In a 2007 paper (peer-reviewed, and subsequently replicated/confirmed) I looked at the relative roles of climate change and societal change on future tropical cyclone losses. In the paper I simply assumed a very large anthropogenic climate change effect of a 36% increase in the intensity of every storm from what it would have been otherwise. I also assumed that efforts to reduce emissions have an instantaneous and proportional effect on storm intensity.
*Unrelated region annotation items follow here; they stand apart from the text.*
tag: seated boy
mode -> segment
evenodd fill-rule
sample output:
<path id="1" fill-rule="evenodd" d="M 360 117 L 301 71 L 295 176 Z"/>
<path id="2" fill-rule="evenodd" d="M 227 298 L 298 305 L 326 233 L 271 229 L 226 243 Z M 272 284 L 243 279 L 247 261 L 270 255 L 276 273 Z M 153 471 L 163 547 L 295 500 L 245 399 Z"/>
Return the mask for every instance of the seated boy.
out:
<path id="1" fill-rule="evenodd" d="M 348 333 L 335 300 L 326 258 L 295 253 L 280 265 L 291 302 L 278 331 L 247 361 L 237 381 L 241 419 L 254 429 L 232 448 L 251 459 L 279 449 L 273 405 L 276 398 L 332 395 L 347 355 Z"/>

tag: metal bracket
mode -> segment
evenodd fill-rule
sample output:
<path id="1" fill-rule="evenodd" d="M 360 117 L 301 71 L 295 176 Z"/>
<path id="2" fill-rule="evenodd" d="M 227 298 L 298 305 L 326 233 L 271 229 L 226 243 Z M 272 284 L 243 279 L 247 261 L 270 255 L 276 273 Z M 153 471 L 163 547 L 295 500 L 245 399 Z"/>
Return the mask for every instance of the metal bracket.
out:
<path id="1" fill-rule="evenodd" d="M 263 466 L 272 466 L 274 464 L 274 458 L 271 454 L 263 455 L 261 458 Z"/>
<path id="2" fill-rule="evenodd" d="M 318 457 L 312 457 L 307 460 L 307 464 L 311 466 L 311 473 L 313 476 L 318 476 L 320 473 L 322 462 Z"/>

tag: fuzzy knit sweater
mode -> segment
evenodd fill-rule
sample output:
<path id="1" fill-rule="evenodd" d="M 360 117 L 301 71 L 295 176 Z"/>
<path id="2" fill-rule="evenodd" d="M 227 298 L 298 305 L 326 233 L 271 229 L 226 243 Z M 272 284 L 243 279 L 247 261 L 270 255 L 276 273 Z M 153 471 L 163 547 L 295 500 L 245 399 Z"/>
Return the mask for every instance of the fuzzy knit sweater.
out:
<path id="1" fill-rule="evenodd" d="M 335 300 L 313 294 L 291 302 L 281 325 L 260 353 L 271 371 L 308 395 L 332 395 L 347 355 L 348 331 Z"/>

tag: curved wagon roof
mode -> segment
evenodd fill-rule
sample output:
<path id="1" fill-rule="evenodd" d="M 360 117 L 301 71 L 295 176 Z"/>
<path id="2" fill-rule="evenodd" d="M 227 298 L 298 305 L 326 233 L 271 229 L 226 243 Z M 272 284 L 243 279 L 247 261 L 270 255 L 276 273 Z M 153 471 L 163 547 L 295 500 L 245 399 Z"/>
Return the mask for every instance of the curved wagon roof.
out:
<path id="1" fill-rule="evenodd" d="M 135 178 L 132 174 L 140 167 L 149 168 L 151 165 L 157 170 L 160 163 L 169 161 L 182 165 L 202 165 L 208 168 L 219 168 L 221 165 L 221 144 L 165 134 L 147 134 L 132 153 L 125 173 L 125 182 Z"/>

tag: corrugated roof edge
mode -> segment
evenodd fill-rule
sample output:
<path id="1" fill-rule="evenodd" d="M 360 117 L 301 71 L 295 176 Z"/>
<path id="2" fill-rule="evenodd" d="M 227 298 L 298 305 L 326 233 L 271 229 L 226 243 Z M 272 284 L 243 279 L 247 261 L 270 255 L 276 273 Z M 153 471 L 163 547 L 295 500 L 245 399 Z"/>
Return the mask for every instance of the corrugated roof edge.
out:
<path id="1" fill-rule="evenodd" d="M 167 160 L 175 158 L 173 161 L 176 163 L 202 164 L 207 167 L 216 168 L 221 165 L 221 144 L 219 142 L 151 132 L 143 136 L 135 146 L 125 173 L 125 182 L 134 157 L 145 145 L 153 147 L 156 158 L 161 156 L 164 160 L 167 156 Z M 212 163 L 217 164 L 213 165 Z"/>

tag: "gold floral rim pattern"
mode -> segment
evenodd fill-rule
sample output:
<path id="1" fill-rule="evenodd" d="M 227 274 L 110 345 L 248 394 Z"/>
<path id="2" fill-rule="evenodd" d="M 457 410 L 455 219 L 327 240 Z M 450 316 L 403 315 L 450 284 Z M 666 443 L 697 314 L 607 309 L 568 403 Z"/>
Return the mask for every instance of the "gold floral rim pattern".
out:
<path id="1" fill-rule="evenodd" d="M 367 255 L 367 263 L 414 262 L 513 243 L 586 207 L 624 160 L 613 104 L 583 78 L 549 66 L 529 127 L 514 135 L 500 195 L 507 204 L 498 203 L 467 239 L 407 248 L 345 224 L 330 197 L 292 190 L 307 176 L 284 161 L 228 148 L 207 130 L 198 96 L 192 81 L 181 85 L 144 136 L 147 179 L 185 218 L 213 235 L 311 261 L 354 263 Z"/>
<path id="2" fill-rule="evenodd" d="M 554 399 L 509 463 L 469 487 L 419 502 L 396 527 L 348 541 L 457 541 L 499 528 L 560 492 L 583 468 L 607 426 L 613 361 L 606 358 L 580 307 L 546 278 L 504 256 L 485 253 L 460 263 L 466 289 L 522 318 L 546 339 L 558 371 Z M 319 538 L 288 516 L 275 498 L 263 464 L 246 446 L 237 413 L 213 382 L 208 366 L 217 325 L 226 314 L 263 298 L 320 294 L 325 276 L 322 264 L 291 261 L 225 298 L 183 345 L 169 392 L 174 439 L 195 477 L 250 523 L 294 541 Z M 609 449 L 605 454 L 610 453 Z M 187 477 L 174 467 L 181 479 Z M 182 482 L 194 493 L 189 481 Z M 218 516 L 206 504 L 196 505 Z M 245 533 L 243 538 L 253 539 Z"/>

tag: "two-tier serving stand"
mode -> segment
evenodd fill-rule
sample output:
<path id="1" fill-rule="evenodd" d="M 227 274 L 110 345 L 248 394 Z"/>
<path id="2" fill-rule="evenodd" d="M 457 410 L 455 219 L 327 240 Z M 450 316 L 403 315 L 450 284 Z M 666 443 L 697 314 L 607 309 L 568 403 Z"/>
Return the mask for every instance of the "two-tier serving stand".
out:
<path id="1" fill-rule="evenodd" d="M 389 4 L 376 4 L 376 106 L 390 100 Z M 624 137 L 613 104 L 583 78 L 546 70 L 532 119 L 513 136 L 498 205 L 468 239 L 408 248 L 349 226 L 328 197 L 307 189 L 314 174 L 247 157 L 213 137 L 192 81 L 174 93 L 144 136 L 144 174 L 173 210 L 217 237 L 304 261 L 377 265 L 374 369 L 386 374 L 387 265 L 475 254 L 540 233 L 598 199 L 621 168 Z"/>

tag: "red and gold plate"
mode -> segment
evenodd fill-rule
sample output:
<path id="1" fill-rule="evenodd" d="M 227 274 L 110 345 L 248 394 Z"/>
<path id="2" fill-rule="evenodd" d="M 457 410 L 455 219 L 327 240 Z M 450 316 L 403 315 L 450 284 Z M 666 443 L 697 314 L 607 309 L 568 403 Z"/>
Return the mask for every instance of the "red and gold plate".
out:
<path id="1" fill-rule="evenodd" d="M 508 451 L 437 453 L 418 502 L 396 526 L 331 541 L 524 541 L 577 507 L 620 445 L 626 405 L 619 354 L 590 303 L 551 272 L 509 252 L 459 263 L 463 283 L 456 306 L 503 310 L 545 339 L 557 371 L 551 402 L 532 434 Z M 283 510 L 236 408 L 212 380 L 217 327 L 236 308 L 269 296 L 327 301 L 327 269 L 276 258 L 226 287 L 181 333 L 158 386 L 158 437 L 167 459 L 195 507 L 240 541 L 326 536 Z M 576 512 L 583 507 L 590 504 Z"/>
No one in the scientific community that I am aware of believes either of these assumptions to be the case in the real world, so I have clearly erred on the side of overstating both the magnitude of potential changes in storm intensity and the efficacy of emissions reductions to reduce that intensity.
Pielke, Jr., R. A., 2007. Future Economic Damage from Tropical Cyclones: Sensitivities to Societal and Climate Changes, Philosophical Transactions of the Royal Society, Vol. 365, No. 1860, pp. 1-13.
Here is what I found in the paper:
. . . the analysis in this paper, consistent with that in earlier studies, suggests that any practically or politically conceivable energy policies can have at best a very small and perhaps imperceptible effect on future tropical cyclone damage. Consequently, policy action should focus on reducing vulnerabilities, at least in the short term. This finding should not diminish the importance of mitigation policies in response to climate change, but can help to better align political advocacy with potential policy effectiveness.
It is misleading, at best, to sell emissions reduction policies on the basis of their potential "to address these real and costly threats" and to assert that "clean energy legislation" now being considered in the U.S. Congress "is also our most effective insurance policy against a dangerous future."

To be absolutely clear, here is what my paper concluded:
To emphasize, the analysis presented here should not be interpreted as an argument against mitigation of greenhouse gases. And there is no suggestion here that human-caused climate change is not real or should not be of concern. Instead, this simple analysis under the most favourable assumptions for mitigation indicates that in the coming decades any realistically achievable mitigation policies can have at best only a very small and perhaps imperceptible effect on global tropical cyclone damage, whatever the costs of those policies might happen to be. This reality explains why adaptation necessarily must be at the centre of climate policy discussions and viewed as a complement to mitigation policies. It also helps to explain why mitigation policies in the short term necessarily must be focused on their non-climate benefits.

Most importantly, these results show how misleading it is to use tropical cyclone damage as a reason for greenhouse gas mitigation when other actions have far more potential effectiveness. The images of storm-spawned death and destruction are no doubt compelling, but it is misleading or disingenuous to suggest that energy policies can have an appreciable effect on future damages. The only way to arrive at tropical cyclone damages that exceed the societal factors is to hold societal change constant and focus only on the climate component, which is in fact what some studies have done in the past.12 Climate change is an important issue and policy action on mitigation makes sense, but when compared with available alternatives for addressing the escalating costs of tropical cyclones, ameliorating damage from tropical cyclones should not be conflated with other justifications for changing energy policies. Those interested in honest advocacy and effective policy should keep these issues separate.
The fact that reducing emissions will do little to address the growing toll of disasters is an example of what my colleague Steve Rayner from Oxford calls "uncomfortable knowledge." This is especially the case for those who continue to misjustify policies that are better justified for other reasons. In the long run climate policy will be better served by making honest arguments. A step in that direction would be to stop the pattern of using the specter of future Hurricane Katrinas (and disasters like it) as a basis for changing energy policies.